For the most part, Don’t Make Me Go is a fairly standard family drama, with the tried-and-tested narrative device of a family road trip and the typical character arcs of “out-of-touch father” and “rebellious child”. It’s not the most exciting script in the world but it works well enough at what it’s trying to accomplish, and it does a good job at establishing Max and Wally as interesting characters with dynamics entertaining enough to more or less carry a 104-minute film. Where the script occasionally falters, the actors are there to pick it up, and both Cho and Isaac put in great performances throughout, demonstrating fantastic chemistry and enhancing the story’s key emotional beats.
What will make or break this film for its audiences is its third act, which comes with a twist that is heavily telegraphed but entirely changes the tone of the piece. It seems as if the movie knows this, as the first thing it does is go on the defensive about the ending, starting as it does with Wally narrating, “You’re not going to like the way this story ends.

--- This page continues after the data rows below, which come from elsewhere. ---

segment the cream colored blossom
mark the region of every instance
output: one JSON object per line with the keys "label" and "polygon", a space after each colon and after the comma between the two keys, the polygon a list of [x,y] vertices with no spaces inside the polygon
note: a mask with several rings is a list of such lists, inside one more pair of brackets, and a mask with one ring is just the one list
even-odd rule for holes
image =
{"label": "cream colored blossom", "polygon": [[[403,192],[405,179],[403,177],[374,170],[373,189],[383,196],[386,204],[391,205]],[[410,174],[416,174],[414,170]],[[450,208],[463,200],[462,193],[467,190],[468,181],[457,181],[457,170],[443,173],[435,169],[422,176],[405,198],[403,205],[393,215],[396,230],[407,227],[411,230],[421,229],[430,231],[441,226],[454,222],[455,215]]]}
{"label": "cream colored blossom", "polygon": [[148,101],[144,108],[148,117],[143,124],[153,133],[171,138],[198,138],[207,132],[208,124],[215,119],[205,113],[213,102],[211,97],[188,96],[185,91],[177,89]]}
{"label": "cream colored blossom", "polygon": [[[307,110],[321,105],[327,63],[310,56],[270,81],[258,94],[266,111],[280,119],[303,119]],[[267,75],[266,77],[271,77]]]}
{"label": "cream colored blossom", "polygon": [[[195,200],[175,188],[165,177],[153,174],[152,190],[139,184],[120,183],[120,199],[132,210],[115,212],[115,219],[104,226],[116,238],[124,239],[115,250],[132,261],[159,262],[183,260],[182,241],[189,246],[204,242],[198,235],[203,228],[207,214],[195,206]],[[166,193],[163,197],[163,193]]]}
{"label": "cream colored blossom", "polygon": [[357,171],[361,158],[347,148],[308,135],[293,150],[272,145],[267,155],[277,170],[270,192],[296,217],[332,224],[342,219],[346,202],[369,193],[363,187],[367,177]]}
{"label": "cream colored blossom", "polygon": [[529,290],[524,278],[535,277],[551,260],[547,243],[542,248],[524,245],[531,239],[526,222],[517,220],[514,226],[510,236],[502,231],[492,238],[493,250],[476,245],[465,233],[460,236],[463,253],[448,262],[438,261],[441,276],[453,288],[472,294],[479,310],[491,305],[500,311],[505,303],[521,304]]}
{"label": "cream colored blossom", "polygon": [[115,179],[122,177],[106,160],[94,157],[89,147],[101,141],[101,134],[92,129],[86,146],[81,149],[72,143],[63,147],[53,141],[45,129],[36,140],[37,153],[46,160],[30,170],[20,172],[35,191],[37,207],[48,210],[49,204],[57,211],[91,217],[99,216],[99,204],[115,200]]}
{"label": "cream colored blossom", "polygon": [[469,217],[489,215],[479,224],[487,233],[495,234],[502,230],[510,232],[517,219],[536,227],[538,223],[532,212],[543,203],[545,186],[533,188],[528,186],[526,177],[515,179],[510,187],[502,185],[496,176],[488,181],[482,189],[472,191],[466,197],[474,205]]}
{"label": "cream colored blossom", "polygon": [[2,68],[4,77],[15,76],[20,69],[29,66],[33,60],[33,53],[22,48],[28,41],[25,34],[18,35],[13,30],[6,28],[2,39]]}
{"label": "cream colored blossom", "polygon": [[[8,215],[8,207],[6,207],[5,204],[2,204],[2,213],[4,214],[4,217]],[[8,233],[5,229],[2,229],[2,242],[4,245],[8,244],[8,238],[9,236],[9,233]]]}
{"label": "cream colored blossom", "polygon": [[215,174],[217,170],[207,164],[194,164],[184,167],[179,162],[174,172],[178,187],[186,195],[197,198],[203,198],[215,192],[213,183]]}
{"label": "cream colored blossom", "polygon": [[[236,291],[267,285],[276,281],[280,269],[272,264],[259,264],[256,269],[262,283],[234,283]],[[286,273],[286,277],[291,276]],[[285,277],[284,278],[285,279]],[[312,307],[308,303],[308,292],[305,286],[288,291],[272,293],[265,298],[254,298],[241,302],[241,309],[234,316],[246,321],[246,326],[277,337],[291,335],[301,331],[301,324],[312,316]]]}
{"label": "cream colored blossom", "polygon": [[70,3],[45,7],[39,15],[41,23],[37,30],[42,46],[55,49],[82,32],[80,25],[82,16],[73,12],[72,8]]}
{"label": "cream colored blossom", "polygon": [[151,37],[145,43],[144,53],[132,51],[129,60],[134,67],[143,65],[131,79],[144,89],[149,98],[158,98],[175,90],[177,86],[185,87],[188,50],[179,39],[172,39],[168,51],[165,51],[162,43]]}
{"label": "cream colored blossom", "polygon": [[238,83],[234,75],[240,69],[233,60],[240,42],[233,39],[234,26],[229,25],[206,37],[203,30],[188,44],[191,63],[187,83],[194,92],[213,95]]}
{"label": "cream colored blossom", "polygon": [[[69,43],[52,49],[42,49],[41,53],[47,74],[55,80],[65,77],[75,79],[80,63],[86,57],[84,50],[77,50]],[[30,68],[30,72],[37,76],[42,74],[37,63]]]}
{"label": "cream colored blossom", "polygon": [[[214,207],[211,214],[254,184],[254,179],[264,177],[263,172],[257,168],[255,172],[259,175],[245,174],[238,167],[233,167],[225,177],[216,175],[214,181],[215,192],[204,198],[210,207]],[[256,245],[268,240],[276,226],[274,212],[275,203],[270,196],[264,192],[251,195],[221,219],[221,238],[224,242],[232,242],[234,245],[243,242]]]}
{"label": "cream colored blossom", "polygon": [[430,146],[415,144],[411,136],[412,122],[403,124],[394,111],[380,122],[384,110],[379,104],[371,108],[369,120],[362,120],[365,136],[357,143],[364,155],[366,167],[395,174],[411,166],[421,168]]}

But I think you’re going to like the story.” While the scripting does try to justify itself throughout the third act (mostly through Wally’s narration defending the decision), it feels as if it ends the way it does to subvert expectations for subverting expectations’ sake, not earning its unorthodox conclusion and leaving an unexpected bittersweet taste overall.
Overall, Don’t Make Me Go is a film that tries to be a tender tear-jerker, and for the most part, is supported by talented leading actors and a decent, if inoffensive script. However, while it would have made for a perfectly serviceable feel-good movie as it is, the script shoots for the stars with a twist ending it can’t justify, writing cheques that the narrative leading up to it simply cannot cash.
Don’t Make Me Go is released on Amazon Prime Video on 15th July 2022.